Single‐Molecule Magnet Behaviour in a Tetrathiafulvalene‐Based Electroactive Antiferromagnetically Coupled Dinuclear Dysprosium(III) Complex

Abstract

The reactions between the [Ln(tta)(3)]·2H(2)O precursors (tta(-)=2-thenoyltrifluoroacetonate anion) and the tetrathiafulvalene-3-pyridine-N-oxide ligands (L(1)) lead to dinuclear complexes of formula [{Ln(tta)(3)(L(1))}(2)]·xCH(2)Cl(2) (x=0.5 for Ln=Dy(III) (1) and x=0 for Ln=Gd(III) (2)). The crystal structure reveals that two {Ln(tta)(3)} moieties are bridged by two donors through the nitroxide groups.
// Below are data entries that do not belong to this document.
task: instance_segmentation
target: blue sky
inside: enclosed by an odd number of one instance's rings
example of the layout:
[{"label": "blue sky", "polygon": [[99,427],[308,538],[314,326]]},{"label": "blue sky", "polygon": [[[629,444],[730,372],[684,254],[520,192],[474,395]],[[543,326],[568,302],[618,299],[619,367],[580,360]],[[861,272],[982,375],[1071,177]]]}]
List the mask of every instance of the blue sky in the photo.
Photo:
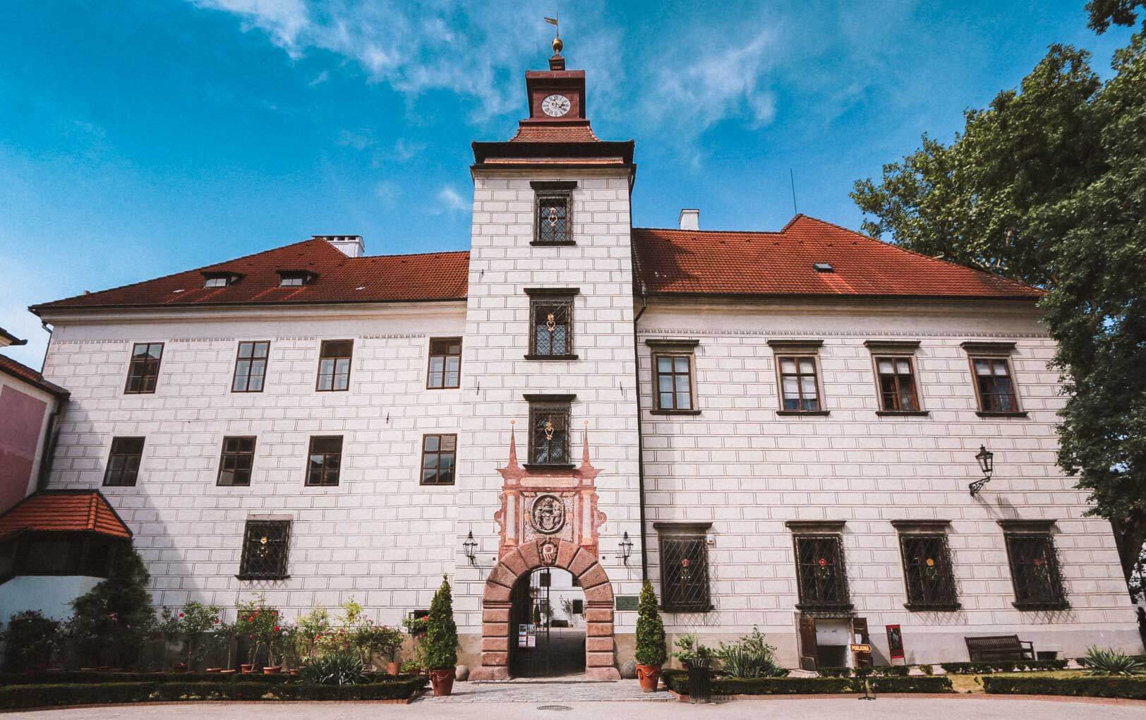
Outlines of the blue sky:
[{"label": "blue sky", "polygon": [[858,227],[857,178],[949,140],[1051,42],[1108,75],[1065,2],[92,0],[0,29],[0,327],[40,366],[33,303],[356,233],[469,246],[472,140],[525,116],[562,11],[598,136],[636,140],[634,224]]}]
The Dy(III) centre adopts a distorted square antiprismatic oxygenated polyhedron structure. The antiferromagnetic nature of the exchange interaction between the two Dy(III) ions has been determined by two methods: 1) an empirical method using the [Dy(hfac)(3)(L(2))(2)] mononuclear complex as a model (3) (hfac(-)=1,1,1,5,5,5-hexafluoroacetylacetonate anion, L(2)=tetrathiafulvaleneamido-2-pyridine-N-oxide ligand), and 2) assuming an Ising model for the Dy(III) ion giving an exchange energy of -2.30 cm(-1), g=19.2 in the temperature range of 2-10 K. The antiferromagnetic interactions have been confirmed by a quantitative determination of J for the isotropic Gd(III) derivative (J=-0.031 cm(-1), g=2.003). Compound 1 displays a slow magnetisation relaxation without applied external magnetic fields. Alternating current susceptibility shows a thermally activated behaviour with pre-exponential factors of 5.48(4)×10(-7) s and an energy barrier of 87(1) K. The application of an external field of 1.6 kOe compensates the antiferromagnetic interactions and opens a new quantum tunnelling path.